Detailed examination of Royal Border Bridge

Case Study

Detailed examination of Royal Border Bridge


As a Network Rail framework holder, Cyberhawk recently completed a detailed examination viaduct inspection campaign which included an inspection of the iconic Royal Border Bridge.


Royal Border Bridge, a Grade I listed railway viaduct, spans the River Tweed in Northumberland, England and was built between 1847 and 1850. The bridge is 659 metres (2,162 ft) long and has 28 arches, each of which span 18 metres (60 ft).


Using our UAV inspection solution, which has been tailored specifically for viaducts, our team was able to conduct a safe, quick and cost-effective inspection, providing detailed engineering quality images to allow defect analysis, as well as orthophotos and 3D point cloud models.


For a project of this scale and complexity, we mobilised a team of two – a highly trained UAV pilot and an experienced inspection engineer. Limited flying positions and a lack of GPS signal underneath the soffits also meant a highly experienced team was needed.


It took less than two weeks for us to conduct the inspection using drones – half the time that traditional access methods, such as rope access, would take. UAV inspection also proved to be inherently safer as no working at height, track side or through the night was required. Furthermore, by eliminating the need for track possessions, there was no disruption to scheduling.

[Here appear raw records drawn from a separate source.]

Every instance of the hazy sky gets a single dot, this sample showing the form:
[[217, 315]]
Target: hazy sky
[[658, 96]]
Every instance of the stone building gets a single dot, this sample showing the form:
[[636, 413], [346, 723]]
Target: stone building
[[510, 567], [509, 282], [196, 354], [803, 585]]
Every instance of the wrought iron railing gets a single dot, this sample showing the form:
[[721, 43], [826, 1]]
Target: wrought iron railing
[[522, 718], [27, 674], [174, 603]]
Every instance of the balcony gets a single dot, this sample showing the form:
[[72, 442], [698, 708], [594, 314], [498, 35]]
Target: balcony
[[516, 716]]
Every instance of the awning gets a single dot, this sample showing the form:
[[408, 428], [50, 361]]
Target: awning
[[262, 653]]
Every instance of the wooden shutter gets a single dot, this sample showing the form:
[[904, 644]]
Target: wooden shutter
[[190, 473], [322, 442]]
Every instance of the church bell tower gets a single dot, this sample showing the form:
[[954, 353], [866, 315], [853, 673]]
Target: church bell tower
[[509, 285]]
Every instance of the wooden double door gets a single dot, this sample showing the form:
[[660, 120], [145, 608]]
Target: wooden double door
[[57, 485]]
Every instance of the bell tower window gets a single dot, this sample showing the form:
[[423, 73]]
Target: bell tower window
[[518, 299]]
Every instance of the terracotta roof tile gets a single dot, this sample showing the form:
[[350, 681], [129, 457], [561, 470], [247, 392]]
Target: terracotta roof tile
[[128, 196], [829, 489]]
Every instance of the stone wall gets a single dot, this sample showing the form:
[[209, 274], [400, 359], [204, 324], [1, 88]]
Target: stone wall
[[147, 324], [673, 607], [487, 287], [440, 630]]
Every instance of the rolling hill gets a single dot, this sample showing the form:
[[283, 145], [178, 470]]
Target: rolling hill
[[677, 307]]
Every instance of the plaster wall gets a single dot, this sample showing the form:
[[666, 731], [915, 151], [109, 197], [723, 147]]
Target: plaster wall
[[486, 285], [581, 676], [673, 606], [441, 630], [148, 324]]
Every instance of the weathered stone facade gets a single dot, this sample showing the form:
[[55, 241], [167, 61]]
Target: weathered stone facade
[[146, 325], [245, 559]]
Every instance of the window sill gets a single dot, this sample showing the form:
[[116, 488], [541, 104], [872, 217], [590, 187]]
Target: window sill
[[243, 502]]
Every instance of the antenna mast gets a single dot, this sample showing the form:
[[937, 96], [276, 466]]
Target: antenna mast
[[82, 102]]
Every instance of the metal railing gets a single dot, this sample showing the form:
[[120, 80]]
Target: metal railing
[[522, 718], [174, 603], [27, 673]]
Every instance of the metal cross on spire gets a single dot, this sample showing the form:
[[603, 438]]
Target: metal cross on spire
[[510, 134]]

Importantly, the quality of the resulting visual data was far better than what had been obtained previously. Network Rail sought extremely high quality, detailed data which would be used in a variety of formats and for different purposes, and wanted this data collected in a single mobilisation.


When collecting data using traditional methods of inspection, views can be limited to where the technician can see and reach. As well as our high definition images, which delivered a 360 degree view showing all defects, we also provided Network Rail with 2D elevations, 3D models and cloud point surveys. This avoided the need for a separate dimensional survey.


The inspection was deemed a great success and Network Rail is already looking at how to integrate UAVs into its inspection procedures in the future.